I hate weightrooms and lifting, although I suppose it's better than running.
Haven't been in quite awhile, but I do miss some of the meatheaded **** that goes on there. I love the macho posturing bullshit. Like when the smaller guy on the bench across from you works up to your weight one session and keeps looking over at you to get your attention, just to let you know: 'ya man, you ain't any stronger than me'. What's even better is when he starts topping you and you have to go over and pull the bar off him.

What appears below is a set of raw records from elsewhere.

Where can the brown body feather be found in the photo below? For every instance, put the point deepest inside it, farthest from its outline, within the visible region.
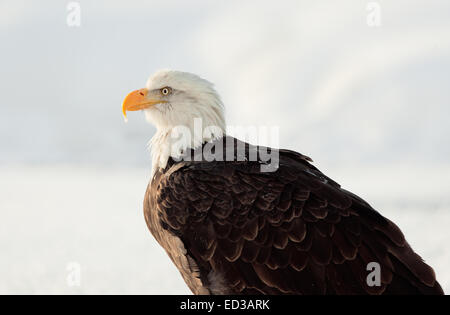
(231, 229)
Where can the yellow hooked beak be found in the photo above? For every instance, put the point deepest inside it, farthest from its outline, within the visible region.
(137, 100)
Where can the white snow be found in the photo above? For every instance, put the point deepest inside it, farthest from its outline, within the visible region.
(55, 215)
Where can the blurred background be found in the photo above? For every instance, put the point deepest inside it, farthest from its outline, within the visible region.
(360, 86)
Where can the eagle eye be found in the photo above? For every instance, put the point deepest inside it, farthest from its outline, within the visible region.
(166, 91)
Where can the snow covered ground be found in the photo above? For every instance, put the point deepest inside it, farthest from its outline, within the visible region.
(52, 216)
(369, 103)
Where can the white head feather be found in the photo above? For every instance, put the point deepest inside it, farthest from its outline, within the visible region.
(192, 98)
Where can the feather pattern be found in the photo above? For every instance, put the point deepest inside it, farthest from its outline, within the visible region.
(292, 231)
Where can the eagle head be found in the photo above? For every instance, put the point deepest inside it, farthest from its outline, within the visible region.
(177, 103)
(175, 98)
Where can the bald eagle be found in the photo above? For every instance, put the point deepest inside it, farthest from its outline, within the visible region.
(232, 227)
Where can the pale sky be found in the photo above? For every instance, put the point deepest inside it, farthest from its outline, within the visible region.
(340, 90)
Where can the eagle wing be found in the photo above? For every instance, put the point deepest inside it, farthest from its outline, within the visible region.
(292, 231)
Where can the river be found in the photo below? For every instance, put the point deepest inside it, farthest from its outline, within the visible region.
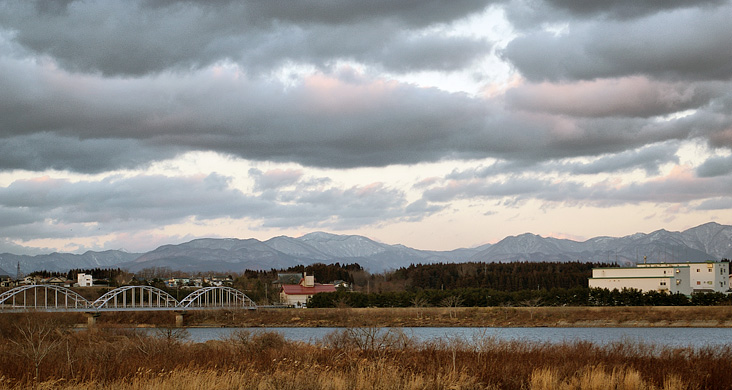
(674, 337)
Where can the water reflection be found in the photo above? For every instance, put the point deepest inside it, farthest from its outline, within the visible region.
(676, 337)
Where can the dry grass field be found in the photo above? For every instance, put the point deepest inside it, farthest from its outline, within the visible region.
(624, 316)
(38, 351)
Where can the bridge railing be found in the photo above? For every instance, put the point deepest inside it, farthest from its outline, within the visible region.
(51, 297)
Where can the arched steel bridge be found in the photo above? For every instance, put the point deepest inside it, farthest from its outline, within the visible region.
(45, 297)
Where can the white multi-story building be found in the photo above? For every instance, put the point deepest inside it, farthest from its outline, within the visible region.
(705, 276)
(669, 278)
(84, 280)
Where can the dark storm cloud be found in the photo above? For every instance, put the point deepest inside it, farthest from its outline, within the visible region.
(41, 151)
(624, 8)
(715, 167)
(531, 14)
(51, 118)
(675, 188)
(722, 203)
(139, 37)
(57, 208)
(689, 44)
(625, 97)
(649, 158)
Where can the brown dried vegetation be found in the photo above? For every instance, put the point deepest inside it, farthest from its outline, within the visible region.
(352, 358)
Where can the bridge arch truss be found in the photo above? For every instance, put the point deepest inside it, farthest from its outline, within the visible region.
(51, 297)
(223, 297)
(43, 296)
(132, 297)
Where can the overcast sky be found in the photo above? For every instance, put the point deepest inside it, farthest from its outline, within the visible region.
(128, 124)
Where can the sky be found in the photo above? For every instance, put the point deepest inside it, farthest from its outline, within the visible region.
(130, 124)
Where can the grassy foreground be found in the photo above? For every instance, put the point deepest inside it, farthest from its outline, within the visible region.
(36, 351)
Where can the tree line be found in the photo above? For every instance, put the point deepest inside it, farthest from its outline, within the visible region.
(485, 297)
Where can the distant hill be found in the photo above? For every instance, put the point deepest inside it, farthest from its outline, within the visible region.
(705, 242)
(65, 261)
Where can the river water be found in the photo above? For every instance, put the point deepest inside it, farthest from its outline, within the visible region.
(673, 337)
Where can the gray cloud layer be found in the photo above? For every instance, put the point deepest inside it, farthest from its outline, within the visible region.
(97, 86)
(164, 98)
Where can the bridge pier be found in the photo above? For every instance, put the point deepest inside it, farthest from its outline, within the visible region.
(180, 318)
(91, 318)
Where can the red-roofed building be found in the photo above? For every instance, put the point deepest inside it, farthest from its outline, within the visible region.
(298, 294)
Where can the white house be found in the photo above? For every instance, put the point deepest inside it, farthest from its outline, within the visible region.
(705, 276)
(667, 278)
(298, 294)
(84, 280)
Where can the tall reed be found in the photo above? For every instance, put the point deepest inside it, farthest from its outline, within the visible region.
(354, 358)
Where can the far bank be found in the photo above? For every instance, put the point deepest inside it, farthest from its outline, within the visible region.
(576, 316)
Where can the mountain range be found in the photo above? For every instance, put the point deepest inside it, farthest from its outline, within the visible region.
(705, 242)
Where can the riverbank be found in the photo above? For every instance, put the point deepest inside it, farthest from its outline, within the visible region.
(636, 316)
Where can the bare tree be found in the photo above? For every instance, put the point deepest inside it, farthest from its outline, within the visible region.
(419, 302)
(36, 339)
(452, 302)
(532, 304)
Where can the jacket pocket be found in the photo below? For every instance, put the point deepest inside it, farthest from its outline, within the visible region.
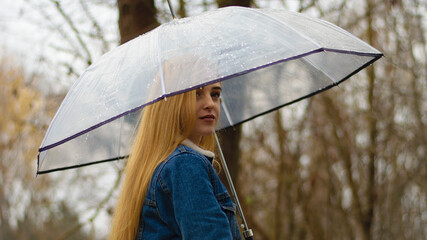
(229, 209)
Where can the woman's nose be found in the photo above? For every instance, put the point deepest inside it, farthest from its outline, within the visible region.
(208, 102)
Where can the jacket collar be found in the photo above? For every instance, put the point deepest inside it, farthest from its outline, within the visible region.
(200, 150)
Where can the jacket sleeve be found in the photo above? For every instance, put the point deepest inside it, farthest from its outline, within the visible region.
(196, 209)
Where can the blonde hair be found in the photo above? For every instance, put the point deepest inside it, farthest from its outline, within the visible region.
(164, 125)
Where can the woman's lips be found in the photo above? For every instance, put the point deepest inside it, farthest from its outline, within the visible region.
(208, 118)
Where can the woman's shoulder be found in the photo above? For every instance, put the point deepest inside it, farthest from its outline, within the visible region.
(186, 157)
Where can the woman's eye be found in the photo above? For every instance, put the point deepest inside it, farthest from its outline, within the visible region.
(215, 94)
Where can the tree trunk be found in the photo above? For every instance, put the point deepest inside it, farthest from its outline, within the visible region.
(135, 18)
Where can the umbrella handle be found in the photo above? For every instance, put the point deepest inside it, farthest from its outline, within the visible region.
(247, 233)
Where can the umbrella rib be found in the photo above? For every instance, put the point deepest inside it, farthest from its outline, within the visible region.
(315, 66)
(162, 81)
(227, 113)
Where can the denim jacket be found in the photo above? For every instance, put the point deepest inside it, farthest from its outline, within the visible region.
(186, 200)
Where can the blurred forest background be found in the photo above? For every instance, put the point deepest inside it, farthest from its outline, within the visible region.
(349, 163)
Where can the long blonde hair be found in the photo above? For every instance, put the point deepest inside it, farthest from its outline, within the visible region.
(164, 125)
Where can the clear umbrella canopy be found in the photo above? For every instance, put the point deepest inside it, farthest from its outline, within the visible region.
(266, 59)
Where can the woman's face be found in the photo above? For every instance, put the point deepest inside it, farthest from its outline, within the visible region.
(207, 111)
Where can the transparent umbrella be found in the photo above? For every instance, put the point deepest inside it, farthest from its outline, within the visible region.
(265, 58)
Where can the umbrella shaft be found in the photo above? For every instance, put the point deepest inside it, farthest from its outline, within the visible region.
(247, 232)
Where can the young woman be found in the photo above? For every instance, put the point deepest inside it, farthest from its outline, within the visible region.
(171, 189)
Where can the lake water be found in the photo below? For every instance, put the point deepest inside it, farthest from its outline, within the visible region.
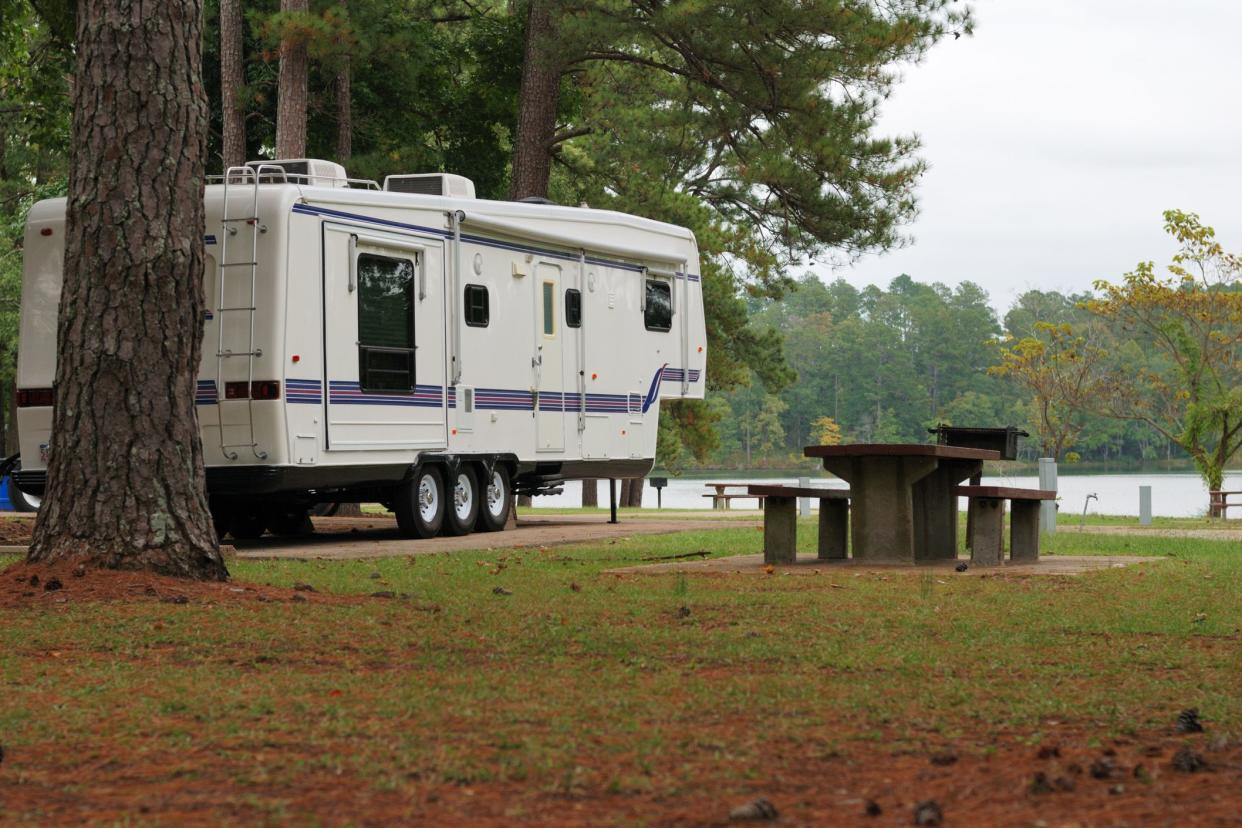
(1173, 495)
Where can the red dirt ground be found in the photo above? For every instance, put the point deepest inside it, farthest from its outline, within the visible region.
(807, 787)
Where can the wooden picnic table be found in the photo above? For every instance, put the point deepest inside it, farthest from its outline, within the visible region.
(904, 509)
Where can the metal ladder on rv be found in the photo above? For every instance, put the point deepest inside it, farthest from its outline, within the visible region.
(246, 270)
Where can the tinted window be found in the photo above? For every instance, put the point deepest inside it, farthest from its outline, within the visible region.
(477, 312)
(385, 323)
(658, 314)
(549, 309)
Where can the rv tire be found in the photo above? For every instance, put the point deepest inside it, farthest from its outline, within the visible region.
(420, 503)
(463, 499)
(496, 499)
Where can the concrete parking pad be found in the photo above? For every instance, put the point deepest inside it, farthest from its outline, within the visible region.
(811, 565)
(360, 538)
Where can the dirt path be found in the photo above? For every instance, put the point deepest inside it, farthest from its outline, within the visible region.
(1156, 531)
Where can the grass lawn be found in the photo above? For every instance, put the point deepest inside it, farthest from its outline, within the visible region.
(530, 687)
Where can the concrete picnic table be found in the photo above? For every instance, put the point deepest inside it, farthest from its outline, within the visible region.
(904, 509)
(720, 499)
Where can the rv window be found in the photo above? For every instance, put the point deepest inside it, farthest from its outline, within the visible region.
(658, 314)
(385, 323)
(549, 309)
(477, 313)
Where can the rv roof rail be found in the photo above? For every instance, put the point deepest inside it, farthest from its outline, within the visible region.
(277, 175)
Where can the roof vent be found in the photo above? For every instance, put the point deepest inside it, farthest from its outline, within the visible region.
(456, 186)
(302, 170)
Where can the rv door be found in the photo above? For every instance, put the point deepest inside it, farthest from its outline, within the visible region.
(549, 361)
(384, 339)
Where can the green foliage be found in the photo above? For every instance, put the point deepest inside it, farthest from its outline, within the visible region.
(1191, 318)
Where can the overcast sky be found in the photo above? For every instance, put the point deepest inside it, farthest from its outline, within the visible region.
(1058, 133)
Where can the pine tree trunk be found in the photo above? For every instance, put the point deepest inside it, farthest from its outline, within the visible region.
(537, 104)
(124, 481)
(291, 103)
(344, 111)
(232, 78)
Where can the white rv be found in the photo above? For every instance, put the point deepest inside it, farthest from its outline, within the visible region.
(406, 344)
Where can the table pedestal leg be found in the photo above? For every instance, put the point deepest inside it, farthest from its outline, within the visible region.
(882, 494)
(986, 533)
(935, 510)
(834, 529)
(780, 531)
(1025, 530)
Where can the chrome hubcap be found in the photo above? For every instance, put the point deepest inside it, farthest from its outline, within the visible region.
(496, 494)
(429, 498)
(463, 497)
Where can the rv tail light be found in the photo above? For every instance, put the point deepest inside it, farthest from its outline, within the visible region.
(265, 390)
(35, 397)
(258, 390)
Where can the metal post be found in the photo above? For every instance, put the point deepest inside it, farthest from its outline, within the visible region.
(1048, 508)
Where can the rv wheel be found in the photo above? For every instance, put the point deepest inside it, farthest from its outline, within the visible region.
(463, 504)
(420, 504)
(497, 502)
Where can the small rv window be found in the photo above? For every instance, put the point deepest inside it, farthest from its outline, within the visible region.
(385, 323)
(477, 312)
(658, 313)
(549, 309)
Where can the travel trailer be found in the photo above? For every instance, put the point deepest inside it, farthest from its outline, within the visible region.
(406, 344)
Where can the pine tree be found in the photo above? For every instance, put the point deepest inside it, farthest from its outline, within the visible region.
(124, 478)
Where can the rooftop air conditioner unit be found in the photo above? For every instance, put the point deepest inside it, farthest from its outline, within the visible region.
(456, 186)
(311, 171)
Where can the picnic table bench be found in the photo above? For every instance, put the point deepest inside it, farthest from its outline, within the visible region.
(986, 510)
(1219, 503)
(722, 498)
(780, 522)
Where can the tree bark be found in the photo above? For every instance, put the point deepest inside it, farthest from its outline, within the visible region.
(538, 102)
(232, 78)
(124, 479)
(344, 111)
(291, 104)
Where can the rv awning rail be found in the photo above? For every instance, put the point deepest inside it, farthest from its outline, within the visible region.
(564, 240)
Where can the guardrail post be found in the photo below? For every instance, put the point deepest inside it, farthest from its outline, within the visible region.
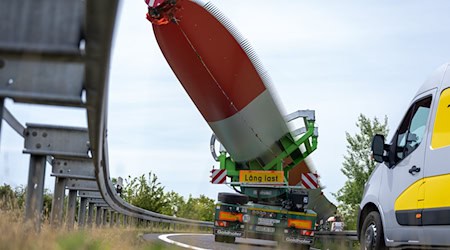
(82, 212)
(58, 202)
(71, 207)
(98, 216)
(125, 220)
(118, 222)
(104, 216)
(35, 190)
(111, 218)
(91, 214)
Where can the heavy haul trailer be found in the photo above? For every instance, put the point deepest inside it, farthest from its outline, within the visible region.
(224, 78)
(267, 206)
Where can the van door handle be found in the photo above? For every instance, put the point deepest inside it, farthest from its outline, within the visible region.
(414, 170)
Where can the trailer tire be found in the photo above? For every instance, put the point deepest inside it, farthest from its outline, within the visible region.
(232, 198)
(372, 235)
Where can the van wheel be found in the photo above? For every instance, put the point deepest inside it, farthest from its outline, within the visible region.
(372, 236)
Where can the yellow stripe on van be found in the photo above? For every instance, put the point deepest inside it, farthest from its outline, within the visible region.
(441, 131)
(411, 197)
(430, 192)
(437, 191)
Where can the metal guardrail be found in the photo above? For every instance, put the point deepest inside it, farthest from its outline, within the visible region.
(77, 52)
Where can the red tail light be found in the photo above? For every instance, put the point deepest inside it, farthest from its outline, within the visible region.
(220, 223)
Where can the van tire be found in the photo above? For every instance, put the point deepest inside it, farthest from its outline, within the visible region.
(372, 235)
(232, 198)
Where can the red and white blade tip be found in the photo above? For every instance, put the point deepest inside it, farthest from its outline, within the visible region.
(154, 3)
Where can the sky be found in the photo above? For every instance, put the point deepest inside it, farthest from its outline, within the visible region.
(339, 58)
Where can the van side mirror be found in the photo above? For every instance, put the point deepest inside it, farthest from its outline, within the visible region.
(378, 148)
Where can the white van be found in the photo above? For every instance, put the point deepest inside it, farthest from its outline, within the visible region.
(406, 201)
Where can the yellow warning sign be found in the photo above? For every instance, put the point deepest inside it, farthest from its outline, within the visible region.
(254, 176)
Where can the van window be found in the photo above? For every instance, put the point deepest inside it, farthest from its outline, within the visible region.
(411, 131)
(441, 130)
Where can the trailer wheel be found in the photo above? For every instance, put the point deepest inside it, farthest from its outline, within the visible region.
(372, 236)
(218, 238)
(232, 198)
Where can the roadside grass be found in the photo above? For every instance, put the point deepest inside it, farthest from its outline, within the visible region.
(16, 234)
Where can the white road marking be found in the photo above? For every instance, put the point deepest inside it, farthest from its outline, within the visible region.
(165, 238)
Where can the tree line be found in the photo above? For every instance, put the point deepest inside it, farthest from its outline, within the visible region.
(144, 191)
(147, 192)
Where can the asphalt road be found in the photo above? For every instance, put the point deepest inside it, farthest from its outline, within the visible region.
(206, 241)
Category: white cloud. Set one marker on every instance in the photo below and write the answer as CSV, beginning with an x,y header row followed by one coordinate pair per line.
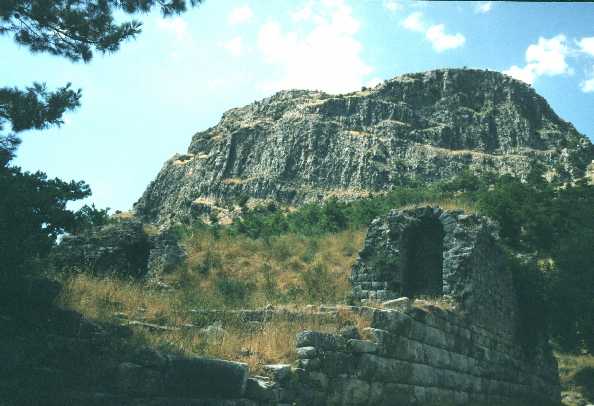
x,y
545,58
393,6
414,22
483,7
176,26
586,45
373,82
441,41
587,86
240,15
234,46
322,53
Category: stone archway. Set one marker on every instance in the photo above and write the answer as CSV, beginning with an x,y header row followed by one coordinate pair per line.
x,y
421,251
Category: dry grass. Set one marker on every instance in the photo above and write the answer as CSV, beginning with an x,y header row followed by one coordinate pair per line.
x,y
229,272
238,271
256,344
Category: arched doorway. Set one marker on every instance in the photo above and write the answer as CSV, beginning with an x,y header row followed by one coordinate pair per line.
x,y
422,258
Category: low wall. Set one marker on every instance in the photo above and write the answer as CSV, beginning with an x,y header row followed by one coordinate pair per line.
x,y
419,357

My favorite question to ask guys who try to make conversation in the gym: "so, what are you here for?" "Lifting man" "Ya, but like what sport do you play, what are you gaining for?" "Uhhh, I just like lifting man". What a waste of protein and energy. There are so many idiots, especially at my university, who play no sports or perform any activity that requires muscle-mass (like powerlifting lol), yet can be found each week, religiously, in the campus weightroom, isolating their biceps for that ,extra tone and pump, lolllzers.
Weightlifting is fine, but I've found that I get better gains, in both mass and strength, from applied exercise. Like, for awhile I had this 100-lb sailing dinghy that I used to carry around to beaches and lakes everywhere. When I first got it, despite having a 'healthy' 245 bench with 6 reps, I had a hard time carrying the thing because it was an akward shape and the terrain was often sandy, muddy. By the time I sold it half a year ago I could tote it around like a backpack and hadn't been in the gym in months, after that I found my bench had gone down to barely pushing 225 single rep. Another example along those lines. Awhile back I was into strengthening my forearms and grip. So I got some of those grippers and did worked in some exercises for the gym for the forearms. Made pretty slow progress (measured rather unscientifically on my ability to control and/or escape from other's wrist holding while grappling/clinching in BJJ class). Then came along a project which basically involved me having to sew a shitload of sails that I had come across at my old job, with various rips, tears and holes. So I spent weeks at work with a bigass fucking needle and a palm pushing string the size of twine through old sails. Forearms grew a bit, but the biggest improvements come in finger size and strength (which was sorely lacking before and sorely lacking yet again :(). At BJJ, happiness ensued.
Why do you guys care about others in the gym?? Yeah its funny to laugh at the stupid stuff but to end your workout short because someone else is talking on the phone and stuff?
Stop being bitches! Just laugh and continue working out. Hell I even act like an ass at the gym sometimes. I like to warm up sometimes and do a Ronnie Coleman "liiiiight weight baby, yeah buddy!" just to see the other people go..WTF!
I have also been known to invoke the powers of Captain Planet to assist me in a heavy deadlift. My gym has like 5 people lifting when I workout but it makes my workout more interesting.
Maurice, where in chicago are you?
LOL @ "Captain Planet".
Im gonna invoke the powers of Genghis Khan and destroy any asians that come to the gym tonight.
Im also going with my friend who likes to naked (as pointed out in the earlier post), Ill probally do some naked military presses too.
Steve, I'm all over. I work in the Loop, live in Bridgeport, and sometimes train on the N Side.
We might have a throwdown in S. Illinois/St. Louis. Otherwise, there's a monthly/bimonthly event in N. Chicago every so often.
Originally Posted by maurice
PM me where you train and such, and we'll try to arrange a get-together with other chicago people.
I coached womens triathlon for a bit a few years ago. I made the team recite the longest statement from Conan the Barbarian at the start line
Originally Posted by LI GUY 1
"Conan, what is the most important thing in life?"
"To crush and destroy your enemies, to see them driven before you. To hear the lamentation of their vomen..... KROOOMMM!!"
I just wanted to see if I could make them do it. THey did and it amused my simple mind
I found this as well. Back in 11th grade I was working on a loading dock and gained quite a bit of size in just two months of lugging photo development chemicals and 21" tube monitors. Nowadays everyone's going digital and using LCDs.
Originally Posted by Camus
Originally Posted by The Wastrel
IF I POST ONE MORE CRAPPY THREAD I WILL GET LOCKED IN TROLLSHIDO FOR A MONTH
Shuma, if you want to see something really funny, get some gym junkies to do some real work. Very quickly their muscles swell up with blood, and they can't move them. Hilarious!
"Here. Carry this." Sort while later, muscle failure and they're all messed up.
The concept of muscle isolation is perhaps one of the most moronic things I've ever heard of. You move wholisticly, not in isolation, so isolating one muscle is amazingly retarded.